【異動経験者が語る】あるコトの達人になったら、同僚から感謝された話
とにかく異動が多い。もはや異動することを前提に働いているとしか思えないほど、私は毎年のように異動している。最短で5ヶ月で新しい部署に異動した。大企業に勤める宿命だろうか?
パンドラの箱
◆異動する前提で働く
私物を会社に置くのは最小限の筆記用具だけにしている。資料はすべてパソコンの中。異動が出たら、いつでも引っ越せるように。
自分が業務を引き継ぐときは、次の方に引き継ぐことを前提としたマニュアルを作成している。
会社にとって、これほど"異動させやすい人"はいないだろうというくらいには異動に慣れている。
そして異動を経験するうちに私には”ある特技”があることに気づいた。嬉しいことではないけれど。
それは・・・
部署に必ず1つくらいはある”パンドラの箱”の処理である。
◆パンドラの箱とは?
この時点で、「パンドラの箱って何?」と思った方も多いと思う。
私も異動を重ねるうちにどこにでもあるのだと気づくようになったモノだ。
簡単に言うと”その部署で長年放置されていた処理に困る案件”のことである。特徴をまとめてみた。
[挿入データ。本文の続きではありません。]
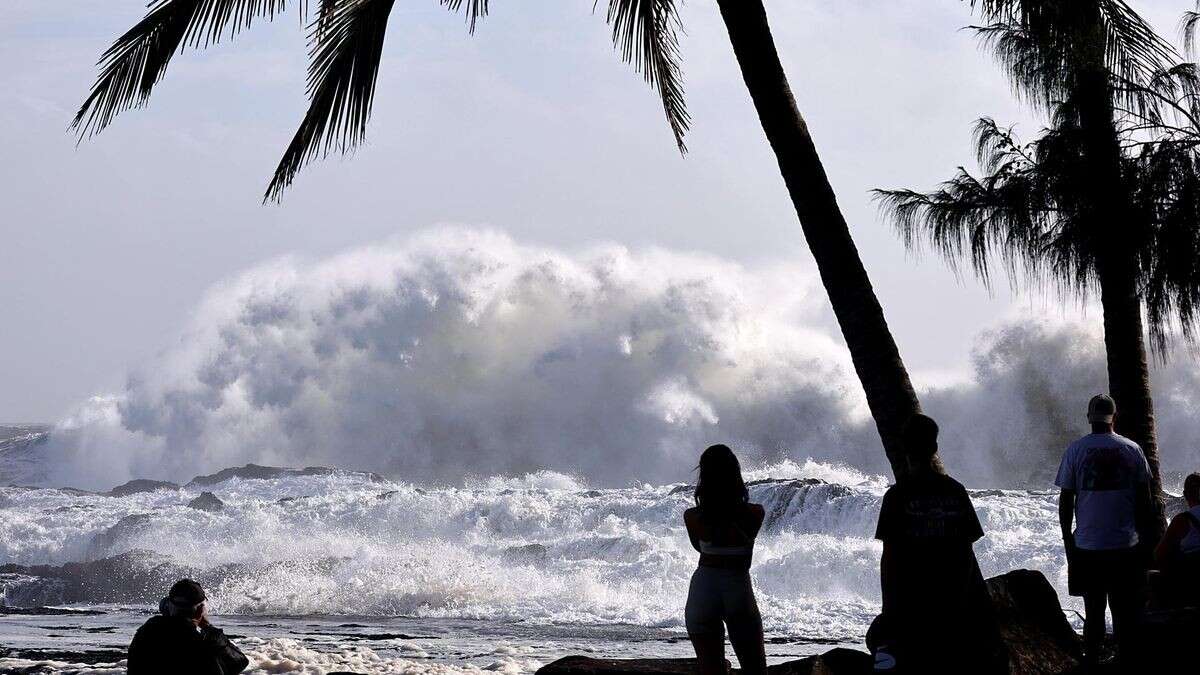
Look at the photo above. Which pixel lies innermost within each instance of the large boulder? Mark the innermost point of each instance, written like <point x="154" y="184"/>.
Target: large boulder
<point x="141" y="485"/>
<point x="1041" y="640"/>
<point x="207" y="501"/>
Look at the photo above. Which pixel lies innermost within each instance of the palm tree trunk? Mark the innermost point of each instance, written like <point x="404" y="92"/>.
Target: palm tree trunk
<point x="1116" y="264"/>
<point x="873" y="350"/>
<point x="1128" y="368"/>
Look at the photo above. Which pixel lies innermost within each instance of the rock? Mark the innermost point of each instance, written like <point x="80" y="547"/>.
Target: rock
<point x="141" y="485"/>
<point x="1169" y="633"/>
<point x="133" y="577"/>
<point x="588" y="665"/>
<point x="1041" y="640"/>
<point x="207" y="501"/>
<point x="258" y="472"/>
<point x="834" y="662"/>
<point x="526" y="554"/>
<point x="249" y="472"/>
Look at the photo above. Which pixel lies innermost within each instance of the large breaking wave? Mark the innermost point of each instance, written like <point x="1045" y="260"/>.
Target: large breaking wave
<point x="463" y="352"/>
<point x="539" y="548"/>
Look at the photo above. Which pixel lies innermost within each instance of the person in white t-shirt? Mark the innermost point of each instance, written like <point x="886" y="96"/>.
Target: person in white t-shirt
<point x="1105" y="490"/>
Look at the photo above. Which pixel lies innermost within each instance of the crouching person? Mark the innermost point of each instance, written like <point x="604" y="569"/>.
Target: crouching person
<point x="1177" y="555"/>
<point x="937" y="615"/>
<point x="180" y="639"/>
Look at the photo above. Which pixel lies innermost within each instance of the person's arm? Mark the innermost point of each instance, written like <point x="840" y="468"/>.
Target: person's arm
<point x="889" y="578"/>
<point x="691" y="521"/>
<point x="133" y="658"/>
<point x="757" y="515"/>
<point x="226" y="655"/>
<point x="1147" y="519"/>
<point x="1066" y="518"/>
<point x="1171" y="539"/>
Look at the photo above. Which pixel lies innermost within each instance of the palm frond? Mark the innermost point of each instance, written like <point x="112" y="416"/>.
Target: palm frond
<point x="475" y="10"/>
<point x="138" y="59"/>
<point x="1047" y="45"/>
<point x="1188" y="30"/>
<point x="347" y="48"/>
<point x="1009" y="214"/>
<point x="647" y="35"/>
<point x="1167" y="198"/>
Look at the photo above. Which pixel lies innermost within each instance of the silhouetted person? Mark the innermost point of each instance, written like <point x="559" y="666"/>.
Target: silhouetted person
<point x="1177" y="555"/>
<point x="937" y="616"/>
<point x="180" y="639"/>
<point x="723" y="527"/>
<point x="1105" y="489"/>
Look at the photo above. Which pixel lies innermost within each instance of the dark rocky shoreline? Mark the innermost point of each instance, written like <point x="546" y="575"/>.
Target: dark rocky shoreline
<point x="1039" y="639"/>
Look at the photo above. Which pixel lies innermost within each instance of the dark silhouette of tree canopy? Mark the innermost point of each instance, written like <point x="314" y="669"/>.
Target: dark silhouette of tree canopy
<point x="346" y="45"/>
<point x="1104" y="201"/>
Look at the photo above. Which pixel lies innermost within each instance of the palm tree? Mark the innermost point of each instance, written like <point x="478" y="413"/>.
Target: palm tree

どうでしょう。皆さんの職場にひとつくらいはあるのでは?
◆パンドラの箱を受け取る
異動通達が出て、私が新しい部署に引っ越すと「ちょうど良い人が来た」と言わんばかりにそのパンドラの箱を渡される。(苦笑)
渡されない場合でも私の嗅覚がいいのか何なのか、探し当ててしまうことさえある。そのときはさすがに「しまった。」と頭を抱える。
その箱は、案件としてはそれほど重いモノではないことが多い。だからこそ長年放置されていたのだ。そして大抵、相手方が絡んでいるモノだ。
なぜなら社員が自分一人でできる案件であるならば、業務として進めやすいのでパンドラの箱にはなりえないのだ。
◆パンドラの箱を開ける
さて、さっそくその箱を開けてみよう。
ここで少し深呼吸して気持ちを落ち着かせる。
深呼吸を終えたら、「よしいくぞ」と意気込んで開けてみる。
以下の(カッコ)は私の心の声である。
(わあ、思っていた通り、処理が面倒くさそうだ。)
見てしまったからこそ、蓋を閉めるわけにはいかない。もう後戻りできないのだ。
まずは案件の中身を整理してみる。
(うーん。これって何?)と思うものがどんどん飛び出して来る。
◆パンドラの箱の処理
部署の同僚に相談してみた。もはや同僚もよくそのタスクの全体像が分かっていないようだ。
私に相談された同僚が口を揃えて言うのは、「Aさんが担当していたからね、ちょっと分からないね。」だ。しかしその時点でAさんは退職していることが多い。
仕方がないので案件に絡んでいる相手方に連絡してみる。
もういつから放置されていたか分からないような案件なので、相手方にはびっくりされる。当然のことだが。
もう謝罪から入るしかない。よくわからない案件のことで謝っている私も滑稽だが、放置していたことについてはこちら側が全面的に悪いので、仕方ない。私が異動してきたばかりかどうかは先方には関係ない話だ。
部内で分かる者がいないので、相手方にもヒアリングしながら進めてみる。この時点でなかなかの苦痛である。
しかも何といっても業務全体からしたら優先順位が低いのである。数字に結びつけにくい案件だからだ。
でもここまでくると、次に異動が発令されたときに、このままの状態で後任者に渡したくないくらいには、私の責任感が芽生えている。
私が次、いつ異動するのかは誰も分からないから、処理のリミットも決めづらい。
自分の他のタスクとの兼ね合いもあるが、できる範囲で早く対応するようにしている。そしてようやく終わりが見えた頃を見計らったかのように、「異動」が出る。
終わりに
(私はこの部署に何をしにきたのだろう?)と思うことも多いが、誰も対応したがらなかったパンドラの箱の処理をしている点で、去る時には感謝されることが多い。「あなたが来てくれなかったらこんなに早く処理ができていなかった。」と。
(それは良かったです。)と笑顔を浮かべている私がいる。そしてダメージを受けて疲弊した体を引きずり、次の部署に異動する。
さて次はどんなパンドラの箱が待っているだろうか。ある意味ドキドキである。